Face à cette situation, des médecins et plusieurs voix de l’opposition réclamaient depuis ce week-end une fermeture des liaisons aériennes avec le Brésil ou un durcissement des contrôles aux frontières. La décision a été annoncée mardi par le Premier ministre Jean Castex, alors que la France subit une troisième vague, avec près de 6 000 malades Covid-19 soignés en services de réanimation et un total de plus de 99 000 morts depuis le début de la pandémie. « Nous constatons que la situation s’aggrave et nous avons donc décidé de suspendre jusqu’à nouvel ordre tous les vols entre le Brésil et la France », a déclaré le chef du gouvernement devant l’Assemblée nationale.

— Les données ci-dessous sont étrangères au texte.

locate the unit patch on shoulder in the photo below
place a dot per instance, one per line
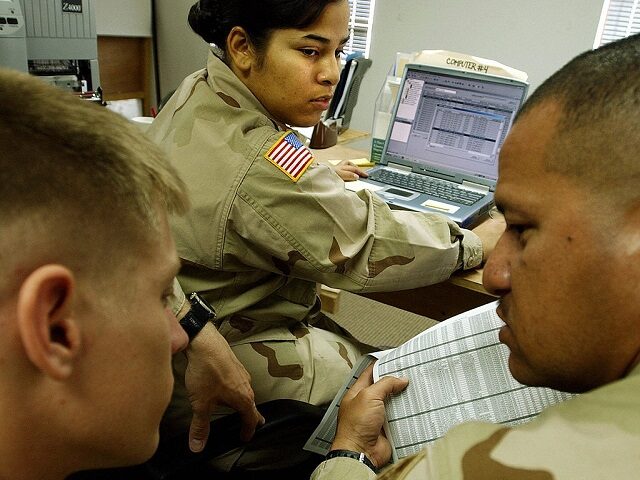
(290, 156)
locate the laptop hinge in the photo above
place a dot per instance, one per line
(398, 167)
(474, 187)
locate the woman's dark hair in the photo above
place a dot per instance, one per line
(214, 19)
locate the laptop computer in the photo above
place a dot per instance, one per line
(445, 133)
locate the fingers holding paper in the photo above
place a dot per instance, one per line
(361, 417)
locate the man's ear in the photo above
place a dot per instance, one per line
(240, 50)
(46, 322)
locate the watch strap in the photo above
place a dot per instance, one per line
(361, 457)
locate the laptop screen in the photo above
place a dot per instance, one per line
(453, 121)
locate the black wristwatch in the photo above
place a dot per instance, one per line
(198, 316)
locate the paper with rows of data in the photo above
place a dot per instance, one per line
(458, 371)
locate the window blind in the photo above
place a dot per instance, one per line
(619, 19)
(360, 22)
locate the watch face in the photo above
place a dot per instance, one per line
(201, 308)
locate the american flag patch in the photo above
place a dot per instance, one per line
(290, 156)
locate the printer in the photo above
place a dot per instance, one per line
(53, 39)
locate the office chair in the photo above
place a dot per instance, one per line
(275, 451)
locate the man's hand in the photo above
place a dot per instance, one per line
(215, 377)
(489, 232)
(361, 417)
(349, 172)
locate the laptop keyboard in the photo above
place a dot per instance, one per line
(429, 185)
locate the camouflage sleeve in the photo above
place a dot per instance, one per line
(317, 230)
(178, 300)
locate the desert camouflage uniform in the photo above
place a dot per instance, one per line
(255, 242)
(593, 436)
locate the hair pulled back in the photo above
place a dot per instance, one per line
(214, 19)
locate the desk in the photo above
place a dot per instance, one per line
(460, 293)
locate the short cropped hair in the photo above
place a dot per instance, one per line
(76, 177)
(597, 135)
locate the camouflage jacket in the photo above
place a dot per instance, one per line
(595, 435)
(256, 242)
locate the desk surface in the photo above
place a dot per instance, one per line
(461, 292)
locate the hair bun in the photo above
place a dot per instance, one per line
(203, 20)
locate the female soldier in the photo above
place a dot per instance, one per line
(268, 222)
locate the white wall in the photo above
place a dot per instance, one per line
(535, 36)
(124, 18)
(180, 51)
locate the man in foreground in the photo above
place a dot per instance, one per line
(567, 270)
(88, 263)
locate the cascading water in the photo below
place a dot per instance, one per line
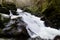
(35, 27)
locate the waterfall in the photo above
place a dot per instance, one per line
(35, 27)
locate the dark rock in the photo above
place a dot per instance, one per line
(14, 28)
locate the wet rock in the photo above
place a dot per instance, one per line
(5, 7)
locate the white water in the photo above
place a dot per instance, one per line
(36, 27)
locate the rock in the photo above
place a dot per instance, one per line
(57, 37)
(14, 28)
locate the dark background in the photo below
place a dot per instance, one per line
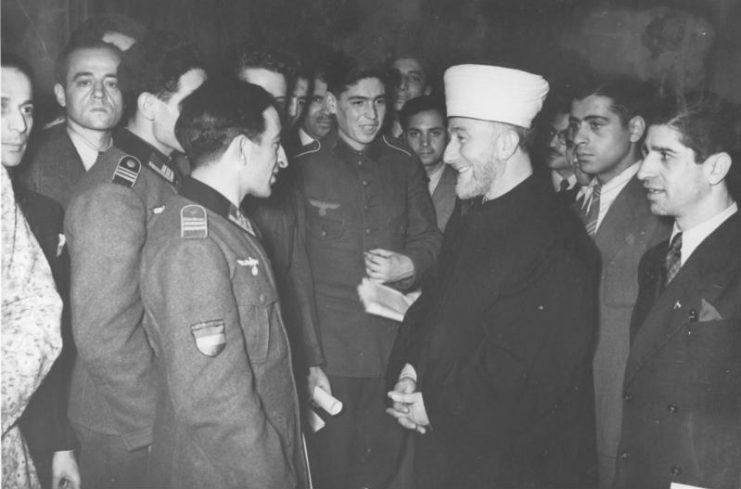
(688, 44)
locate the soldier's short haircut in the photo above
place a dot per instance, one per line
(344, 71)
(155, 65)
(421, 104)
(250, 56)
(217, 112)
(61, 67)
(629, 97)
(705, 123)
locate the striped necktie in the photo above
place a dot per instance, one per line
(592, 212)
(673, 260)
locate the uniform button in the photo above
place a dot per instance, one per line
(692, 316)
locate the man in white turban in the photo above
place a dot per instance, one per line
(492, 365)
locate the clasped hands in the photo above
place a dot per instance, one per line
(387, 266)
(408, 405)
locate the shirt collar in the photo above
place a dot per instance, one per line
(693, 237)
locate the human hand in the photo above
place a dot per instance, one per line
(64, 470)
(387, 266)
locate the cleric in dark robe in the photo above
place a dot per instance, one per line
(492, 367)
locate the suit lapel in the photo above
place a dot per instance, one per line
(704, 276)
(620, 220)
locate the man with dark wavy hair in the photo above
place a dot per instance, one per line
(113, 386)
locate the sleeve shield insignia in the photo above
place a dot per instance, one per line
(210, 337)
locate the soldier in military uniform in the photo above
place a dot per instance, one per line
(368, 214)
(227, 411)
(112, 394)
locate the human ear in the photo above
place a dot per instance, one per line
(636, 128)
(60, 95)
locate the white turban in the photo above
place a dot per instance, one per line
(493, 93)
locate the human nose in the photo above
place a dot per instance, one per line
(282, 158)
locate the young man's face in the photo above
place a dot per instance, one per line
(317, 121)
(412, 81)
(17, 115)
(556, 157)
(360, 111)
(166, 113)
(471, 152)
(91, 95)
(273, 82)
(266, 157)
(426, 136)
(604, 145)
(298, 100)
(676, 184)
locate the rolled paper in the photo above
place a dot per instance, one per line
(326, 401)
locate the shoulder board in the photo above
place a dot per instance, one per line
(395, 146)
(312, 147)
(193, 222)
(127, 171)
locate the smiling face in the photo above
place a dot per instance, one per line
(426, 136)
(604, 144)
(317, 121)
(360, 111)
(91, 95)
(166, 113)
(412, 81)
(17, 115)
(265, 157)
(677, 185)
(471, 152)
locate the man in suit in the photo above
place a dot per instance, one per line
(423, 121)
(607, 127)
(493, 363)
(112, 396)
(682, 400)
(227, 413)
(87, 88)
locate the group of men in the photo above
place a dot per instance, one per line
(562, 339)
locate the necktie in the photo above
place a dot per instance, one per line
(592, 212)
(673, 260)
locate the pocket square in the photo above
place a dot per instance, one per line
(708, 312)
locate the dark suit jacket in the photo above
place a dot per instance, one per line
(682, 393)
(443, 198)
(502, 343)
(626, 232)
(54, 167)
(44, 423)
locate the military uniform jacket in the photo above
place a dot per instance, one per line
(502, 343)
(113, 382)
(53, 166)
(354, 202)
(682, 393)
(227, 415)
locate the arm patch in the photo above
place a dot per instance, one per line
(127, 171)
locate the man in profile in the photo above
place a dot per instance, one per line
(227, 413)
(492, 367)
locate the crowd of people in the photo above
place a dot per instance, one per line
(183, 247)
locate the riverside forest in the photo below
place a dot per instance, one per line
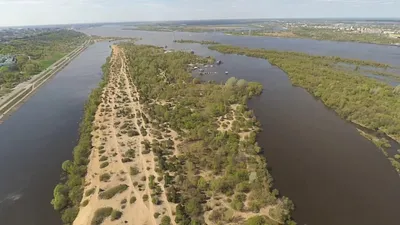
(362, 100)
(178, 150)
(35, 53)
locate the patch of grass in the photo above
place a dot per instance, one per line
(134, 171)
(85, 203)
(103, 165)
(130, 153)
(132, 200)
(100, 215)
(110, 193)
(125, 160)
(116, 215)
(103, 158)
(105, 177)
(90, 191)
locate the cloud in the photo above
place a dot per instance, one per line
(17, 2)
(88, 11)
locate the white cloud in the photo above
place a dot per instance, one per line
(84, 11)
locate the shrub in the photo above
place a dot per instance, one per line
(134, 171)
(100, 215)
(85, 203)
(125, 160)
(165, 220)
(69, 215)
(90, 191)
(103, 158)
(130, 153)
(113, 191)
(105, 177)
(116, 215)
(103, 165)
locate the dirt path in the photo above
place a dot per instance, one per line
(118, 142)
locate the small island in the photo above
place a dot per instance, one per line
(157, 141)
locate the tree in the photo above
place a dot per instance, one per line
(231, 82)
(165, 220)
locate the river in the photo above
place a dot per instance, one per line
(40, 135)
(334, 175)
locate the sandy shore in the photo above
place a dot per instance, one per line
(122, 150)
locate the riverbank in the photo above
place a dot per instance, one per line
(359, 99)
(324, 35)
(141, 154)
(23, 91)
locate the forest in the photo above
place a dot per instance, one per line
(355, 97)
(34, 54)
(68, 194)
(219, 172)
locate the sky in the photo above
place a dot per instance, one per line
(42, 12)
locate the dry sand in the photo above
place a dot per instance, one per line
(121, 94)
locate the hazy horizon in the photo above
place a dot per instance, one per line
(59, 12)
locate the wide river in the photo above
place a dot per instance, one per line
(334, 175)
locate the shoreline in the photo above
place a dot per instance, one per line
(124, 174)
(12, 100)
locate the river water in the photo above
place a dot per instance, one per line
(40, 135)
(334, 175)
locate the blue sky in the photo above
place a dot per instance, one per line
(35, 12)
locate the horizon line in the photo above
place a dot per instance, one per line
(148, 21)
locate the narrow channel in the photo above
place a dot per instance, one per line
(333, 174)
(40, 135)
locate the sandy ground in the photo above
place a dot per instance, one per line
(110, 140)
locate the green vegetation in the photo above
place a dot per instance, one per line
(132, 200)
(101, 214)
(90, 191)
(68, 194)
(116, 215)
(359, 99)
(105, 177)
(324, 34)
(104, 165)
(34, 54)
(354, 97)
(110, 193)
(198, 42)
(232, 162)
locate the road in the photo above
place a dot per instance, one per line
(21, 91)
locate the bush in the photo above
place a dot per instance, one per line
(105, 177)
(103, 158)
(100, 215)
(69, 215)
(85, 203)
(165, 220)
(103, 165)
(113, 191)
(125, 160)
(116, 215)
(90, 191)
(134, 171)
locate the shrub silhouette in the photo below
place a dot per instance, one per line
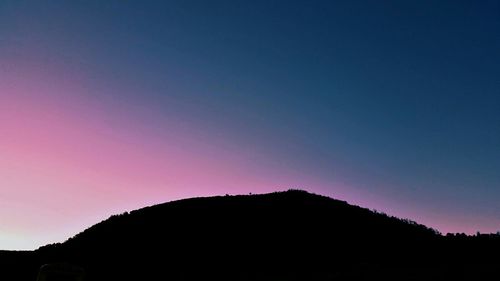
(291, 235)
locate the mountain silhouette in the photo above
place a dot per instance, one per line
(292, 235)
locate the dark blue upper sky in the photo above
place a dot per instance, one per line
(399, 100)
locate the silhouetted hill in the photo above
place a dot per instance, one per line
(291, 235)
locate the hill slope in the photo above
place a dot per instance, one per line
(291, 235)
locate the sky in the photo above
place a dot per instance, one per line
(109, 106)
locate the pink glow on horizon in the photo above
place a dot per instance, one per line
(66, 164)
(68, 161)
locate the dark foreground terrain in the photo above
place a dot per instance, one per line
(291, 235)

Dès fin janvier, la Commission européenne a recommandé aux Vingt-Sept « des mesures plus strictes » visant les passagers venant des régions atteintes par les nouveaux variants, « y compris par des quarantaines obligatoires et des tests plus drastiques », a rappelé mardi un porte-parole. Les autres pays européens ayant des liaisons directes avec le Brésil ont pour la plupart restreint ces vols, avec des exceptions (résidents, raisons familiales ou certaines professions) à condition de respecter une quarantaine, comme en Italie, en Espagne et aux Pays-Bas. Plus strict, le Portugal a suspendu les vols en provenance du Brésil depuis la fin janvier et organisé ponctuellement des vols de rapatriement pour les ressortissants brésiliens.

Des espoirs qui s’envolent ?

Le rythme de la vaccination en France n’autorise pas un relâchement des efforts. Seulement une personne majeure sur cinq (21%) a reçu une première dose de vaccin, et un peu plus de 7% a été vacciné avec deux doses. « Pour qu’une population soit protégée », c’est « 80 à 85% de vaccinés dont elle a besoin », rappelle le virologue Bruno Lina, membre du Conseil scientifique.

La méfiance persistante envers le vaccin d’AstraZeneca, à la suite de cas exceptionnels de caillots sanguins, pourrait s’étendre à celui de Johnson & Johnson, attendu en France la semaine prochaine. Le régulateur américain vient de décider une pause dans son utilisation pour enquêter sur l’apparition de cas graves de caillots sanguins chez plusieurs personnes.

Ce contexte laisse planer l’incertitude sur les conditions dans lesquelles le pays pourrait relâcher les contraintes sanitaires à la mi-mai, l’échéance fixée par Emmanuel Macron pour une réouverture progressive et sous contrôle des terrasses de cafés et restaurants et de certains lieux culturels.